Sterling Ruby, WIDW. CZU LIGHTNING FIRE., 2020 (detail). © Sterling Ruby. Photo by Robert Wedemeyer. Courtesy Sterling Ruby Studio
Diana Thater
Former chair of ArtCenter’s Graduate Art department, a core faculty member for the last twenty-seven years, and a graduate of the program, Diana Thater (MFA ’90) has created pioneering films, videos, and installations, the primary theme of which is the tension between the natural environment and mediated reality—and by extension, between the tamed and the wild. Her evocative and sometimes nearly abstract works interact with their surroundings to produce an intricate relationship between time and space.
Thater’s Natural History One (2019)—currently on view in the lobby entrance of one of ArtCenter’s newest buildings—is from a small series of works that Thater began in the summer of 2019 for which she filmed several species of California butterflies.

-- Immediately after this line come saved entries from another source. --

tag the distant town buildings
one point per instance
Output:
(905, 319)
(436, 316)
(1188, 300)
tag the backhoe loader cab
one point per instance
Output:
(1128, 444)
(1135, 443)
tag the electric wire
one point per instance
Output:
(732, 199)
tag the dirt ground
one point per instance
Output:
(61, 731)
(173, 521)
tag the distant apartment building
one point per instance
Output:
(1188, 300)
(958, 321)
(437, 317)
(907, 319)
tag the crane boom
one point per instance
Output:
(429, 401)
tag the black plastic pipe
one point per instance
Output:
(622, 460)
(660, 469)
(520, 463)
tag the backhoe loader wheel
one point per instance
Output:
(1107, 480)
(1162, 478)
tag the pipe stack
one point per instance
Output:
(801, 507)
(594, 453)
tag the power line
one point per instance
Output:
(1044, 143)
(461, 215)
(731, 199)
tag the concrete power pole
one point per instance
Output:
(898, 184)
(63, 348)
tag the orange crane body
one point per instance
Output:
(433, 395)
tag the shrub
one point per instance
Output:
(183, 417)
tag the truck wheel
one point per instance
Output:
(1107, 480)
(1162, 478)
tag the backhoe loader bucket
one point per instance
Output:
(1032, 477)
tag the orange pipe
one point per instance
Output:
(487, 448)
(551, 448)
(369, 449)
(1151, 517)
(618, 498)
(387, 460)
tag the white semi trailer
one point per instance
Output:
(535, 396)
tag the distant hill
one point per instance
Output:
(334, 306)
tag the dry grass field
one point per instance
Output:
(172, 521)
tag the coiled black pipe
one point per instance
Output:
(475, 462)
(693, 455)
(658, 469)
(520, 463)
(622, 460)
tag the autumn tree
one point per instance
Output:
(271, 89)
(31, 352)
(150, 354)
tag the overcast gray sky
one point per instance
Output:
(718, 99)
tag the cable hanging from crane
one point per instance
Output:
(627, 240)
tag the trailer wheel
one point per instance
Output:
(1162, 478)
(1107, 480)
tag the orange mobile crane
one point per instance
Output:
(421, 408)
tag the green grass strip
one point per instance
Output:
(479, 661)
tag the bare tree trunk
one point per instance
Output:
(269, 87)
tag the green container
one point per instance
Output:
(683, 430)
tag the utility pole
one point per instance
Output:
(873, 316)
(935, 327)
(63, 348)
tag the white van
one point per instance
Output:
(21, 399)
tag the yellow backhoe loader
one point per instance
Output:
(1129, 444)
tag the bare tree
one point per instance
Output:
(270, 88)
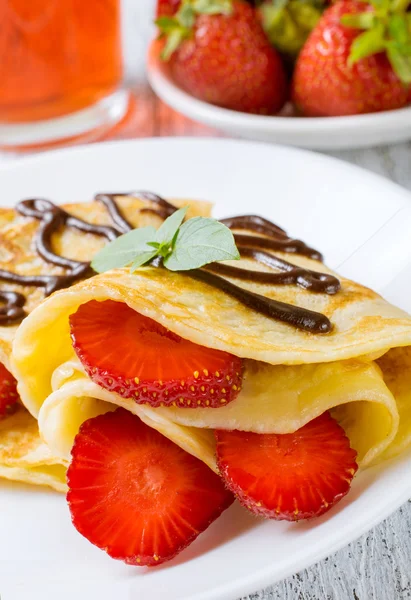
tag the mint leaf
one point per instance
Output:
(142, 259)
(201, 241)
(124, 250)
(165, 234)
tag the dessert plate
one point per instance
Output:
(320, 133)
(360, 221)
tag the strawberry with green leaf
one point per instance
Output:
(357, 60)
(288, 23)
(218, 52)
(167, 8)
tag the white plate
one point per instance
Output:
(362, 224)
(320, 133)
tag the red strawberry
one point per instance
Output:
(343, 71)
(135, 494)
(293, 476)
(225, 59)
(8, 391)
(132, 355)
(167, 8)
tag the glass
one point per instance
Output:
(60, 69)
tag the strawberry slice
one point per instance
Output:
(135, 494)
(8, 392)
(292, 476)
(132, 355)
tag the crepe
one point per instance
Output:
(23, 454)
(290, 377)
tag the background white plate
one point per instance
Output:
(320, 133)
(360, 221)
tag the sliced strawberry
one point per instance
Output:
(132, 355)
(292, 476)
(8, 391)
(135, 494)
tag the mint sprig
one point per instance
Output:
(182, 246)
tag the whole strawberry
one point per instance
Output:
(343, 70)
(218, 52)
(167, 8)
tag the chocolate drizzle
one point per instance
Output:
(296, 316)
(12, 309)
(277, 237)
(252, 247)
(305, 278)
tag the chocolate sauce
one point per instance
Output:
(291, 274)
(253, 247)
(298, 317)
(12, 309)
(278, 239)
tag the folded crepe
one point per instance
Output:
(23, 454)
(360, 370)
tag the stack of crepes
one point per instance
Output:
(23, 454)
(360, 371)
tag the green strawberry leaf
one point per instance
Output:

From the footage, Thater created a series of video walls composed of five screens arranged in the loose shape of a flower with LED light fixtures interspersed, bathing the wall and presentation space in an ambient glow. Each screen shows a fragment of the video, which, if combined, would present the complete image.
“As an undergrad at NYU, I took a class in the film department. One of the films we watched mesmerized me—but I couldn’t remember the title. When I got to ArtCenter, I asked our film guru, Stephen Prina, if he knew this film and I described it. He quickly responded: ‘That’s Hollis Frampton’s film Zorns Lemma.’ Not long after, Stephen taught an entire class on Hollis Frampton. Frampton’s work has occupied my mind ever since. It was brilliant, but it was really the way Prina taught that changed my worldview.
The brilliant professors I studied with introduced me to culture—to all of culture. We made art but we also watched performances, screened films, listened to music, and read literature and philosophy. From the shared experience of graduate school, peer groups are formed. And THAT is what a young artist has when they leave school—a community.”